The new Northern Ireland Troubles (Legacy and Reconciliation) Bill calls for the creation of a truth and information recovery commission that will offer amnesty to British forces and paramilitaries if they cooperate with its investigations.

Known as the Troubles, the conflict began in the 1960s over British rule in Northern Ireland. More than 3,500 died in the violence, with around 1,200 deaths still under investigation. The violence was brought to an end in 1998 with the signing of the Good Friday Agreement peace accord.

The governing Conservative party proposed the bill last year, but it garnered fierce condemnation from the families of those who died during the Troubles. Criticism also came from political parties in Northern Ireland and the Irish government, the latter of which threatened legal action against the bill.

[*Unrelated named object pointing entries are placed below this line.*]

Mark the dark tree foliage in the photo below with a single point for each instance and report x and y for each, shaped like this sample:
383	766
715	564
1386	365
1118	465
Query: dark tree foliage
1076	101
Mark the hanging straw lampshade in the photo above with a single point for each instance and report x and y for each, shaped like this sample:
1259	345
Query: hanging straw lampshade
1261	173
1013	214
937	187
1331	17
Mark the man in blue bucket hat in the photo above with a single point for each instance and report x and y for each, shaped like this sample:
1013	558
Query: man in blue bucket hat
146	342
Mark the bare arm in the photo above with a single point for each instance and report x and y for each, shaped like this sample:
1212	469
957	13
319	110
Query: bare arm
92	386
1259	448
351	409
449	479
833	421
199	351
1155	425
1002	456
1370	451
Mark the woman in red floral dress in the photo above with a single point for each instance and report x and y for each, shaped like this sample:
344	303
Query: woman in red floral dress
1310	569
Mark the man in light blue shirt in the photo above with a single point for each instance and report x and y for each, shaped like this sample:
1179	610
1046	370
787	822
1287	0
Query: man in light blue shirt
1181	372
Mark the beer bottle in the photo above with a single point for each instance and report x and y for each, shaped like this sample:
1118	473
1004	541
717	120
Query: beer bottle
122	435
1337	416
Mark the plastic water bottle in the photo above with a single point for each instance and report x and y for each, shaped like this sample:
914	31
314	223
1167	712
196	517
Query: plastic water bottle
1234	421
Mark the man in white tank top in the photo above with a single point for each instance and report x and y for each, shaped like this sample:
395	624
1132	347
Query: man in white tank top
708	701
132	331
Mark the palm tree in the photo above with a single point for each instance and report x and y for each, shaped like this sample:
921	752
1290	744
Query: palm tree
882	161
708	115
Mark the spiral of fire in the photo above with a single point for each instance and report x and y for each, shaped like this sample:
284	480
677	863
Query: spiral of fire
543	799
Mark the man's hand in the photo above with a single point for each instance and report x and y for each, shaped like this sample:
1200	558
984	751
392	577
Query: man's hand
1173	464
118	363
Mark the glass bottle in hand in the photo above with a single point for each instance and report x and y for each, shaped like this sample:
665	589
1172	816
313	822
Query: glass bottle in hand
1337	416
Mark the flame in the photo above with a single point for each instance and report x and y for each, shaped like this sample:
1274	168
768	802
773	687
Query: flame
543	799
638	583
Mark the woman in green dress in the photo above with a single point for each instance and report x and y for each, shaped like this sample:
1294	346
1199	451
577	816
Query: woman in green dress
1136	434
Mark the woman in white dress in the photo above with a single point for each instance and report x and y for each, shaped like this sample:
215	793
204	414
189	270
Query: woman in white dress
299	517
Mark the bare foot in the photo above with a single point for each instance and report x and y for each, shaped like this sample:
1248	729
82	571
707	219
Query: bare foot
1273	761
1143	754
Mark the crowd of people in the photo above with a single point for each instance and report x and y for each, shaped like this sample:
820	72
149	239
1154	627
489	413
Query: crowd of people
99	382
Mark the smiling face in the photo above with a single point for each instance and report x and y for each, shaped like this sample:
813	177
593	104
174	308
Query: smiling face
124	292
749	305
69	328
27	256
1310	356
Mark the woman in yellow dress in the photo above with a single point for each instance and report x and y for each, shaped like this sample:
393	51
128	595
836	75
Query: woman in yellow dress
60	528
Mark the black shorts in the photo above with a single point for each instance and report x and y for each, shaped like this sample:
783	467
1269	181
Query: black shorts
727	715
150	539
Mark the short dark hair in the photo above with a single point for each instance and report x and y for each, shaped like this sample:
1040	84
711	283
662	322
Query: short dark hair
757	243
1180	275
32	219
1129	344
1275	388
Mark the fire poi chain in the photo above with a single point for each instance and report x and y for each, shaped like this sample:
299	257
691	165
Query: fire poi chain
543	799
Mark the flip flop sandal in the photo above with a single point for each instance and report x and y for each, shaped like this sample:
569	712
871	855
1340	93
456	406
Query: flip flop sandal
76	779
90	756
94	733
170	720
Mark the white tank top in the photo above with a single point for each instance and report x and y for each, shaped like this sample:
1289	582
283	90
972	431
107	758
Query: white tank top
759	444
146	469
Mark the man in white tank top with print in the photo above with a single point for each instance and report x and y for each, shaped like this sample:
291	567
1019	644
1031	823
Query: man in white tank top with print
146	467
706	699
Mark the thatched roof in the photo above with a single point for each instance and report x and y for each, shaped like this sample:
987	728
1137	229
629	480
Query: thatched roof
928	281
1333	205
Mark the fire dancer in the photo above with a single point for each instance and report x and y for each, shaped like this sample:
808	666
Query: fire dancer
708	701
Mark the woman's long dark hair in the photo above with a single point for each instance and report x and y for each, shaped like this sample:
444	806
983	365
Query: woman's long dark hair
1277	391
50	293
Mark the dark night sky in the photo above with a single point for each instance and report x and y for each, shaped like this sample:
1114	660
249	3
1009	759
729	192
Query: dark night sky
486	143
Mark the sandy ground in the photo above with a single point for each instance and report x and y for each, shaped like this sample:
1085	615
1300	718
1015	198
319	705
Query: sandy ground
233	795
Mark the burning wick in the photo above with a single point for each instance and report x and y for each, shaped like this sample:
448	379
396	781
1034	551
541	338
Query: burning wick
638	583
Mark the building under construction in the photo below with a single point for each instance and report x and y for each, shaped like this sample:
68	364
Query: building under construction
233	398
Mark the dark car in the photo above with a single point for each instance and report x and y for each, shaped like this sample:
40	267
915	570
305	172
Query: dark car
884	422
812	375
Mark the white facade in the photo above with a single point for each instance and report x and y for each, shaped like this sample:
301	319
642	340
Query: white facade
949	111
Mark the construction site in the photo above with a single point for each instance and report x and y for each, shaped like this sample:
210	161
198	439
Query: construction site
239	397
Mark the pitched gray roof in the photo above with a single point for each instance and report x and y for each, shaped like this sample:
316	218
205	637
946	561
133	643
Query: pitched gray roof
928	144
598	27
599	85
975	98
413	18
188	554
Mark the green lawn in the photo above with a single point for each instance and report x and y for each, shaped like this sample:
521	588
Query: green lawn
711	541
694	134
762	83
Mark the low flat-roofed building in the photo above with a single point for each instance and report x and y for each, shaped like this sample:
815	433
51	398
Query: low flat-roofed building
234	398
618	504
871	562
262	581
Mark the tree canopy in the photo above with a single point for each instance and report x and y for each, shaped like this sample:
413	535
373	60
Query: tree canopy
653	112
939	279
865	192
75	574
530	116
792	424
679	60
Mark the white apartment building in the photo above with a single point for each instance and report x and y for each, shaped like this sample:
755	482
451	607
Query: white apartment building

Meanwhile, the Council of Europe and the United Nations Human Rights Office also voiced opposition to the legislation, saying it “violates the UK’s international human rights obligations.”

However, veteran groups welcomed the law, saying that many former soldiers involved in the strife have been unfairly targeted in prosecutions.

Last year, former British serviceman David Holden was found guilty of killing 23-year-old Aidan McAnespie during the conflict. He became the first soldier to be convicted of a Troubles-era killing since the signing of the Good Friday Agreement.

He received a three-year suspended sentence for manslaughter for shooting McAnespie.